It was quickly surmised that Lydia didn’t make it home.
Rudy said, “At least we have the pies. We should get cleaned up and eat.”
“Well, I am really hungry,” Staci said.
“Me, too,” said Skipp, laying his shotgun across the counter.
“We really shouldn’t waste all this food, and if we don’t
get to it soon, it’s going to be ruined,” Rainey said.
Gerald moaned, “Lydia would have wanted it this way.” “Okay,” Rudy said, “If you girls would get the dinner together, we’ll block all the windows and doors. I think I could start up some home movies. I’ll turn it up real loud so you can be sure to hear. Let’s clean up and get to feasting!” Everyone scattered to various doors and windows, blocking them off with furniture. Then they all found sinks to get clean. Crabs swept past the house now and then, and sometimes skittered across the roof. They seemed to be busy chasing people and cars down the street, mostly ignoring the house.
Rudy made a phone call and wrote an email to Andy, hoping he got some crabs for Christmas and wishing him a happy New Year. Then he washed his hands and face and went back to the living room.
He put in the Olen Christmas DVD but left the TV on the news for a moment, watching scenes of crab armies marching through cities and towns. The reporter was talking about the military’s failing effort to control the crabs. He said that more and more crabs were coming to life, and that they were growing even bigger. The picture was scratchy and the newscaster’s voice wavered in and out. Rudy turned it to the DVD when Skipp wondered aloud how many more shotgun shells they had.
Rudy heard a rustling sound and looked over to the fireplace. The cat was hiding under the tree. He figured she must have made the noise, batting at ornaments. He let his gaze wander, and noticed that the stockings hanging from the mantle were still full of gifts. He could see candy sticking out of Staci’s.
“Kids!” he exclaimed. “There’s stocking stuffers!”

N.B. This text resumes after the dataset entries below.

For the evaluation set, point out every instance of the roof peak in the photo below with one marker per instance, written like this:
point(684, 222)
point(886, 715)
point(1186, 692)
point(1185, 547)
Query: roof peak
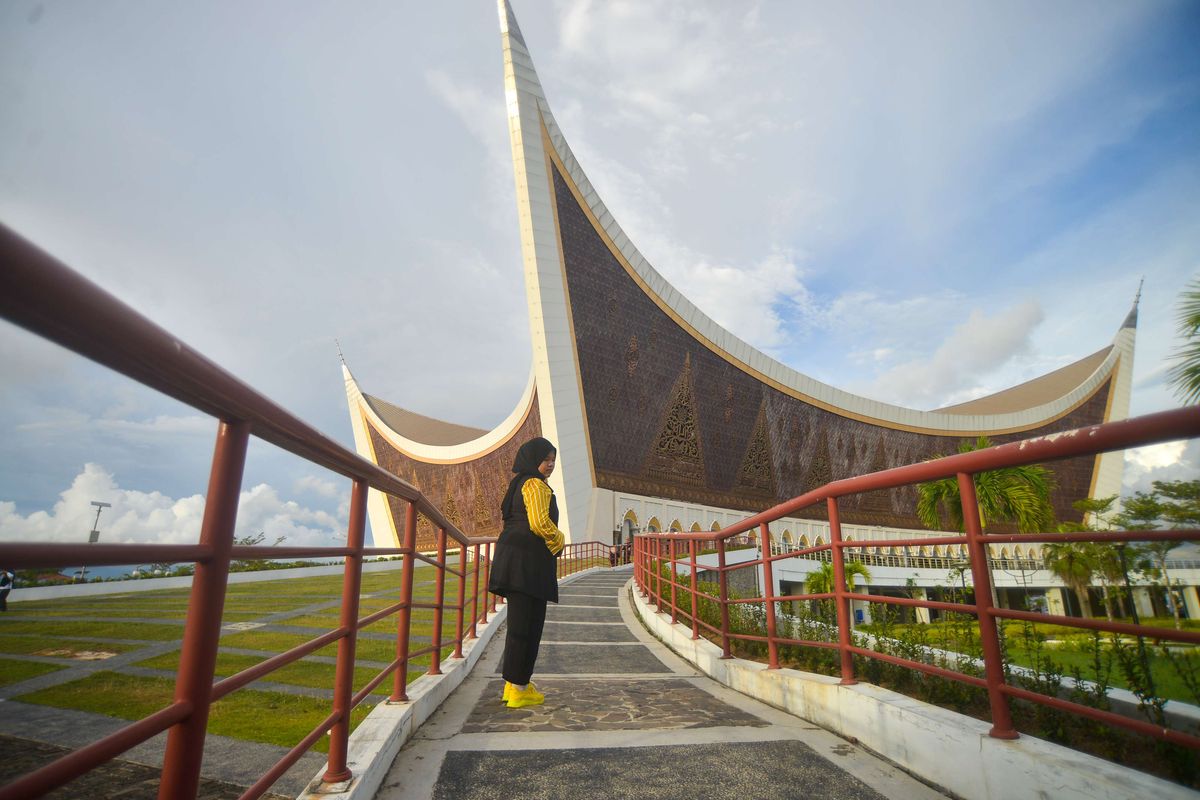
point(1132, 317)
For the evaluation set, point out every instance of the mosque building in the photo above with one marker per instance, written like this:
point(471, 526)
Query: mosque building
point(663, 419)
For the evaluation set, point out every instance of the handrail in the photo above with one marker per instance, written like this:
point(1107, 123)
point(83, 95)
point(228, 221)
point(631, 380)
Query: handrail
point(51, 300)
point(660, 572)
point(47, 298)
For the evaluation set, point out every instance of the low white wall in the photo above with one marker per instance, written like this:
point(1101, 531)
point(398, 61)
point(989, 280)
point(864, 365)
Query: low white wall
point(946, 749)
point(150, 584)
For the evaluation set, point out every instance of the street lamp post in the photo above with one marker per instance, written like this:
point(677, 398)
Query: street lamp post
point(94, 534)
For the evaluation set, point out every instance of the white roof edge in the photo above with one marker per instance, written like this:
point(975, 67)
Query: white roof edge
point(442, 453)
point(757, 361)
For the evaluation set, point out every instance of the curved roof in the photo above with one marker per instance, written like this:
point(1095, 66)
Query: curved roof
point(419, 427)
point(1035, 392)
point(1020, 408)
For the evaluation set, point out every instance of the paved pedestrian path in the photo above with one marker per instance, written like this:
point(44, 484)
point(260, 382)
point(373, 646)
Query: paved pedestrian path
point(624, 717)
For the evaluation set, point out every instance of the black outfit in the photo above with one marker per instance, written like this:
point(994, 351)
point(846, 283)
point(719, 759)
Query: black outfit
point(523, 571)
point(5, 588)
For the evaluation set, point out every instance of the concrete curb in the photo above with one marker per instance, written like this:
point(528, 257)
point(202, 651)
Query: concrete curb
point(940, 746)
point(377, 740)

He leapt up and pulled down all the stockings. Everyone’s stocking was there, packed tight with gifts.
“Come see!”
Staci and Rainey came in. The kids dumped their stockings out.
“Sweet! Lizard Zombie Apocalypse III!” Skipp shouted.
“Nice, thanks guys,” said Staci, pocketing gift cards, clasping jewelry, and replacing the candy.
There was a scuffling sound near the fireplace again.
The fire went out. Gas continued to pour out of its burners.
Thin, barbed legs swept out of the chimney, followed by black eyes on stalks. A tremendous claw snaked its way out.
“Fuck!” Rainey yelled. She snatched up Skipp’s shotgun that was leaning against the couch, snapped it closed, and blasted at the crab.
She hit one of its eyes, and all of its exposed legs. Bricks fell. Dust exploded into the room. The crab screamed, falling into the room in a hail of masonry and blood. Rainey pulled the second trigger.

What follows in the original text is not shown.